PFFS LOSES EXEMPTION

A main target of reformers is the fast-growing PFFS plans, which enjoy higher payments and reduced regulatory requirements compared with other MA plans. The Medicare bill requires PFFS plans to form provider networks by 2011, except those plans operating in areas with less than two MA plans. PFFS plans also will have to report certain quality data to the Centers for Medicare and Medicaid Services (CMS), a difficult task without provider contractual arrangements. These provisions are expected to force private fee for service out of many markets. Instead of attracting 5 million beneficiaries by 2013, CBO now projects 3.2 million seniors in PFFS plans, up from 2.3 million today.

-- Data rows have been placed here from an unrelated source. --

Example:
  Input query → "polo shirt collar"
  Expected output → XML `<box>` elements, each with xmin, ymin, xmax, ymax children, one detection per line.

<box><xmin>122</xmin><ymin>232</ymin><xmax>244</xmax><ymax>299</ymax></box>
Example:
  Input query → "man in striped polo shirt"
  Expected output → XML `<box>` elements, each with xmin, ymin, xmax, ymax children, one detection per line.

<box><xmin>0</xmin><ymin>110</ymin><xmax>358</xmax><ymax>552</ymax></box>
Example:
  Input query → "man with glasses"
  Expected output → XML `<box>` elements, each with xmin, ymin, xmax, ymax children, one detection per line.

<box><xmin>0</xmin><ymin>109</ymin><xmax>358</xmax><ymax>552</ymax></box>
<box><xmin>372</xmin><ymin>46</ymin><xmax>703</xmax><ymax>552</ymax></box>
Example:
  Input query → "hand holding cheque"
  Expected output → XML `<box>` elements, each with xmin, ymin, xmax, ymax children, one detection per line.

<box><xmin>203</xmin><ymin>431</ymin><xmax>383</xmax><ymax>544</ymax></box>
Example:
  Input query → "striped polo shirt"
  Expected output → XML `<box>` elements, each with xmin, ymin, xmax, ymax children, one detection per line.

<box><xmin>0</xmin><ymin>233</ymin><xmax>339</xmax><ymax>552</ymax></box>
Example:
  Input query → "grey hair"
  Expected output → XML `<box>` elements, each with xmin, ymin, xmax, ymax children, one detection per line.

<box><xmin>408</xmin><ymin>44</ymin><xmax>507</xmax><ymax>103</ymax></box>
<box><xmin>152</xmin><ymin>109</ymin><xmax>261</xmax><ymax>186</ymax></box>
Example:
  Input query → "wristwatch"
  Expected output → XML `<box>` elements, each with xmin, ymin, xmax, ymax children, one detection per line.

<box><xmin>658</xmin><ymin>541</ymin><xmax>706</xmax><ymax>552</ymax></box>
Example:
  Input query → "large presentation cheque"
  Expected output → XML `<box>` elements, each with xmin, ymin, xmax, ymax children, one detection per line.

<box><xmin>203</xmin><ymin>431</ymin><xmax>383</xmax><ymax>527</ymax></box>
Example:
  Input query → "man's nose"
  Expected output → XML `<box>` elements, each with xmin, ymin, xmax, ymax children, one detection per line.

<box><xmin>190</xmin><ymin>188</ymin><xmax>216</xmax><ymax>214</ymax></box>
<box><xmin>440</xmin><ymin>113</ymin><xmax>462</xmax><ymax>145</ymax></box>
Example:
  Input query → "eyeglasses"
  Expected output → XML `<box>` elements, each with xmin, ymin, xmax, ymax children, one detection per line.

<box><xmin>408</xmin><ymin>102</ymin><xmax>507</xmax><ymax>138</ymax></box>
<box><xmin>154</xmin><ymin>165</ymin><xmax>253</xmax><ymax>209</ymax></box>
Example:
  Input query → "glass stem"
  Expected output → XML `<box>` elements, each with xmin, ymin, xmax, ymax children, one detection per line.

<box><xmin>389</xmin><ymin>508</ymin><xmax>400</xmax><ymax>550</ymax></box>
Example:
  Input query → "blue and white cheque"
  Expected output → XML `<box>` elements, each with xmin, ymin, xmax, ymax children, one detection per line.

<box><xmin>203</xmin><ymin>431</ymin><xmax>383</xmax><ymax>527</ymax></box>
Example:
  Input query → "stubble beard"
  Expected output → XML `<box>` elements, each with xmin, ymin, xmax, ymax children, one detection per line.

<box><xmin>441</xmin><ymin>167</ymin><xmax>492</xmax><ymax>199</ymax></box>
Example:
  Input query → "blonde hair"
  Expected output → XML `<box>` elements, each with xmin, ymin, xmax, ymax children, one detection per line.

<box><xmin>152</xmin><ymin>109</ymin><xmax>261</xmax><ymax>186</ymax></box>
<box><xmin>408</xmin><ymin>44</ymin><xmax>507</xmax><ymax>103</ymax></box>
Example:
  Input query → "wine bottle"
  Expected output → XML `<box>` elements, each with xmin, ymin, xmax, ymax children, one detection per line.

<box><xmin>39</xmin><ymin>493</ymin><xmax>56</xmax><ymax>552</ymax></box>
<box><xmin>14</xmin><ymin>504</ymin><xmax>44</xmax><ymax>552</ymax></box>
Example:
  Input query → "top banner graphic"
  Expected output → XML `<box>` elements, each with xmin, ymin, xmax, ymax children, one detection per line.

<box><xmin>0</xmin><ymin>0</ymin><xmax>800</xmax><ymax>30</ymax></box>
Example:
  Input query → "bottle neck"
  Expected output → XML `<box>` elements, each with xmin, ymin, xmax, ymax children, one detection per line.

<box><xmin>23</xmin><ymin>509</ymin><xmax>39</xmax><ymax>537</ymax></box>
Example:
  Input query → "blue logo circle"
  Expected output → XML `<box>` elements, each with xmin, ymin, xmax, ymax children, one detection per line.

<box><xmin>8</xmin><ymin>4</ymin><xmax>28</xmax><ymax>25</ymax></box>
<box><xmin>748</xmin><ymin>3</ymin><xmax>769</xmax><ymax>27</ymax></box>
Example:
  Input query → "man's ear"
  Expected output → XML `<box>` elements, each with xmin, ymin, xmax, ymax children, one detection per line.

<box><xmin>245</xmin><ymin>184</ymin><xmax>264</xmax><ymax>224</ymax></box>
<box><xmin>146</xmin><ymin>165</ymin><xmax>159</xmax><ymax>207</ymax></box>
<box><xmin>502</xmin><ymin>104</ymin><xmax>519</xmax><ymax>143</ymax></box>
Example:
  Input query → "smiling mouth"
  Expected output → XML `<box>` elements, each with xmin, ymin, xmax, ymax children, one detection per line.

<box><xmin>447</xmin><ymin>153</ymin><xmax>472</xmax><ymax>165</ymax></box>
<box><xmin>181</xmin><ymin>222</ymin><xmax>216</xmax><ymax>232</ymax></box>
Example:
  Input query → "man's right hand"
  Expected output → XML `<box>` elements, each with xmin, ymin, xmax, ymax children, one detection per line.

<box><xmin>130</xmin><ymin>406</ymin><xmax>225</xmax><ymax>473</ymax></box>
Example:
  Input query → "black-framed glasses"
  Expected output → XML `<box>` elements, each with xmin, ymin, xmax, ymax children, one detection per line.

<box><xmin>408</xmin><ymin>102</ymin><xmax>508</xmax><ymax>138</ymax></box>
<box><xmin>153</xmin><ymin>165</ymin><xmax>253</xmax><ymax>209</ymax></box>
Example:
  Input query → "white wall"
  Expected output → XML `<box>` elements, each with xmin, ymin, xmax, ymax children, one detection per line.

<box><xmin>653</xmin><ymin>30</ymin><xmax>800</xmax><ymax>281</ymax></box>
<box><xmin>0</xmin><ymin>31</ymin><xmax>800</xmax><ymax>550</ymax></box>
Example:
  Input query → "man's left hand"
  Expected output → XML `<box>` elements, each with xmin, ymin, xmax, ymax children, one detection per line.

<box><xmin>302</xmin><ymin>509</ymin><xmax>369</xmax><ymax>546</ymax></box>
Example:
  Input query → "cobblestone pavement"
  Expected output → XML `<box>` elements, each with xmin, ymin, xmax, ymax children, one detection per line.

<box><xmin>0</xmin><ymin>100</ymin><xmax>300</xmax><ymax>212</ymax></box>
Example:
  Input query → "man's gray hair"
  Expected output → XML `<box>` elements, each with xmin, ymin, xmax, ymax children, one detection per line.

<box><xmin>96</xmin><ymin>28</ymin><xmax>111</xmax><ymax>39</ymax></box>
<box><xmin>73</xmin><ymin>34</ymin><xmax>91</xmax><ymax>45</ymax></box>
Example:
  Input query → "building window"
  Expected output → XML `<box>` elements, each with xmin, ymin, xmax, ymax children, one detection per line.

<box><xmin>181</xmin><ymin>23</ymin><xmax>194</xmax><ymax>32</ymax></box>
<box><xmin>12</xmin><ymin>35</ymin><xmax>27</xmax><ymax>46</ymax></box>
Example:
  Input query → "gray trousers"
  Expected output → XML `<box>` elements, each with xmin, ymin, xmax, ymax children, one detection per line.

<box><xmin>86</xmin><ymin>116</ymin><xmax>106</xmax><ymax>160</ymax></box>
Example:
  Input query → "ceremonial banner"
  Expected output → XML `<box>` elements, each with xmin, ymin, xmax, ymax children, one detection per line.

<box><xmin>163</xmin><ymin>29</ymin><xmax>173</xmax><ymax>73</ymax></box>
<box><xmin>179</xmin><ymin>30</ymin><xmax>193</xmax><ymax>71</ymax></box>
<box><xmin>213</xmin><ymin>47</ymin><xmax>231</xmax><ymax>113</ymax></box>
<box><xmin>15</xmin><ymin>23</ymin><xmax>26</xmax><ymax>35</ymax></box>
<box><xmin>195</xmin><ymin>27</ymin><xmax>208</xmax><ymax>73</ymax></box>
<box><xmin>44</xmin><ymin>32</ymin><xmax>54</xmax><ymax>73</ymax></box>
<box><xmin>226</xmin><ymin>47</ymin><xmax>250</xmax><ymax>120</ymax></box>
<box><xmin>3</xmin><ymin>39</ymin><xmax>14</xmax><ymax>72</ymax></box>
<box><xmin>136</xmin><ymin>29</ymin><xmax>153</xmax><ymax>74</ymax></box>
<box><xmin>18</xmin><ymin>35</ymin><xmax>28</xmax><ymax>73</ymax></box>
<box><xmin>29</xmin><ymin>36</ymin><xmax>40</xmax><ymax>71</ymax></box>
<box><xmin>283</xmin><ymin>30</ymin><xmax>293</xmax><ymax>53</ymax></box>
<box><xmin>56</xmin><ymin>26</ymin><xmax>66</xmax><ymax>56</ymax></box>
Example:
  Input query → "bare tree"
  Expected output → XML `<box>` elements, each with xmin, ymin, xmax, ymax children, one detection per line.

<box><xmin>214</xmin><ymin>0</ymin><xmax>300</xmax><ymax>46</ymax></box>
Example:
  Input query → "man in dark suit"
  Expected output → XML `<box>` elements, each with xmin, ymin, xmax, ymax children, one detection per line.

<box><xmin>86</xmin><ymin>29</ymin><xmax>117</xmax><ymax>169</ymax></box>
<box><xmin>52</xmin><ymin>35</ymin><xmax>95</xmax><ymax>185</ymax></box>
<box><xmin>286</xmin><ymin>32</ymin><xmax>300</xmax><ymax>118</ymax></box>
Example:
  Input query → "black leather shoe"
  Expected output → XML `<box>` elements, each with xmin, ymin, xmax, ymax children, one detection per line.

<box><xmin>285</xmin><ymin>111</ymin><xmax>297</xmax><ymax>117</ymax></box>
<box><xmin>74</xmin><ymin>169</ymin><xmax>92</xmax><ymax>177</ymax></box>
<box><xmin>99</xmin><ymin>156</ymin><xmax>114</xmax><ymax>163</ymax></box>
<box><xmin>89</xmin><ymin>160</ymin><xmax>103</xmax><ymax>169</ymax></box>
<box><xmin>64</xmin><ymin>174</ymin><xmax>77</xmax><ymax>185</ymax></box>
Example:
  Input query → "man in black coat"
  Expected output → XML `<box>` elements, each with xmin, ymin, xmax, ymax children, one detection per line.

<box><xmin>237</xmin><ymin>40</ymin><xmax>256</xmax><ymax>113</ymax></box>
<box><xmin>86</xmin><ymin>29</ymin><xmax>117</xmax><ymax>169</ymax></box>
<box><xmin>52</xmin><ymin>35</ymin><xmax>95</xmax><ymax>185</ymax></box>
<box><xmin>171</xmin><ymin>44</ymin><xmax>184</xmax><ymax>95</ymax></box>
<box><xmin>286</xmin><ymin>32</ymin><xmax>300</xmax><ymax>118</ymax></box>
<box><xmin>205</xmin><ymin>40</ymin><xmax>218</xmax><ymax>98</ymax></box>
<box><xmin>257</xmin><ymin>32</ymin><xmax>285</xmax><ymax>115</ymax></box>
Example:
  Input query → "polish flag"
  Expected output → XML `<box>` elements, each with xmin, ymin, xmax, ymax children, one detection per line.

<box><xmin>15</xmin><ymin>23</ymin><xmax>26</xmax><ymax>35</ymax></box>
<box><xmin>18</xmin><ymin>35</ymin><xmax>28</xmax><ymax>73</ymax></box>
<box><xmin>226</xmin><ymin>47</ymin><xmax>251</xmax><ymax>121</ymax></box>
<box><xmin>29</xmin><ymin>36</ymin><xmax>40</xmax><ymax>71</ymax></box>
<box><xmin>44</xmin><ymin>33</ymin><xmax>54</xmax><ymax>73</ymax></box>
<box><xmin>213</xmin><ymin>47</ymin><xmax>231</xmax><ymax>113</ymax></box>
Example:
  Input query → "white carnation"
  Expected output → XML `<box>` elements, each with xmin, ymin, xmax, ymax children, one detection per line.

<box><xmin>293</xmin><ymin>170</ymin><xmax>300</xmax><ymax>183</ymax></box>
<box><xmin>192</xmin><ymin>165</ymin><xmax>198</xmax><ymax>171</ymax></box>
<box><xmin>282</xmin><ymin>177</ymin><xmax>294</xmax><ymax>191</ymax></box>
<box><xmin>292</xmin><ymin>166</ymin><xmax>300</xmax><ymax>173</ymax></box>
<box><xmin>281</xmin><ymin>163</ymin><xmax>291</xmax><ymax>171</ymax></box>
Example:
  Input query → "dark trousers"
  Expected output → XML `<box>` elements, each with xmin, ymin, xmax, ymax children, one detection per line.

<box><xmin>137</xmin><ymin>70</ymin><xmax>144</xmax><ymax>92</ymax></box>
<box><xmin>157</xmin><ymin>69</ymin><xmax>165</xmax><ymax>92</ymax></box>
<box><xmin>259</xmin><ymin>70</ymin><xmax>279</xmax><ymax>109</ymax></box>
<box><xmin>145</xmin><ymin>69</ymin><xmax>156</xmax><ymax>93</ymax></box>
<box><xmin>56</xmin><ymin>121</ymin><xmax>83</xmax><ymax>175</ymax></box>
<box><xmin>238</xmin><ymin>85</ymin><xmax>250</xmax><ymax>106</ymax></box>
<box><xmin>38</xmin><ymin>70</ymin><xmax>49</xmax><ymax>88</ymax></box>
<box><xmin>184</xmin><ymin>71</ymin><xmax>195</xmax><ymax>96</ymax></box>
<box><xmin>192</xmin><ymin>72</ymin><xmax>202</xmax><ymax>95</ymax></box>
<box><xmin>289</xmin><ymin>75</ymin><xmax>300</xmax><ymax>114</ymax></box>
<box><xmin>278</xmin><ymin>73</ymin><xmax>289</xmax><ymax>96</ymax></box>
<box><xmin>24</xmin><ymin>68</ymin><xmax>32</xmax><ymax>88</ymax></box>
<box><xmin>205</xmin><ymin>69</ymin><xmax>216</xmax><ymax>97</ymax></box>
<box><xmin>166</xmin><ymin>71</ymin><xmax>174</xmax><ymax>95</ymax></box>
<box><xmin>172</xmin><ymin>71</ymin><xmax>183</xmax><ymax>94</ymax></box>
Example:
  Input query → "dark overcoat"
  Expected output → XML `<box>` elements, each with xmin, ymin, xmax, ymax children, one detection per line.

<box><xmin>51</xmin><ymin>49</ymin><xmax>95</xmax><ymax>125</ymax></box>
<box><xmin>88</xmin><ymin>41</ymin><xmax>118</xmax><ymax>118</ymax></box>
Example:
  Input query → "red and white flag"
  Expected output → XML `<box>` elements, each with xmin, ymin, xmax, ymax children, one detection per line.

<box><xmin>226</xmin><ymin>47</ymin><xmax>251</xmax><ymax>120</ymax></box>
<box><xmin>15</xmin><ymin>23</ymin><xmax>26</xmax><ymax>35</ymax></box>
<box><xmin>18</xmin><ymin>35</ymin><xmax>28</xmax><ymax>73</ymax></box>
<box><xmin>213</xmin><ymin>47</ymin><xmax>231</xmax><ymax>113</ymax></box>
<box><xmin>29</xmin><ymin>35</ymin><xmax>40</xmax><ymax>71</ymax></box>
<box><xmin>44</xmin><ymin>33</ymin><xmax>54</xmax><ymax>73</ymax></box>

Many health policy experts as well as MA opponents applaud this outcome. CBO and others claim that PFFS plans are paid too much—17% more than comparable costs for patients in traditional Medicare and higher than other MA plans. At a July conference sponsored by the Center for Studying Health System Change (HSC), Wall Street analyst Christine Arnold questioned whether it's fair to "deplete the Medicare trust fund by overpaying these plans."

PFFS "was never intended to be a long-term product," observed analyst Robert Laszewski at the HSC conference. The idea was to help establish these plans in underserved areas and then make them compete with other plans and providers. Laszewski considers the Medicare bill a "reasonable approach" to MA reform by giving plan sponsors several years to establish networks and by retaining "deemed status" for plans in rural areas.

Health Policy Expert Alexander Vachon questions why Republicans have fought for PFFS plans and laments that they and insurers missed a "huge opportunity . . . to establish MA as sustainable, uncontested high-value improvement over original FFS Medicare."

Jill Wechsler, a veteran reporter, has been covering Capitol Hill since 1994.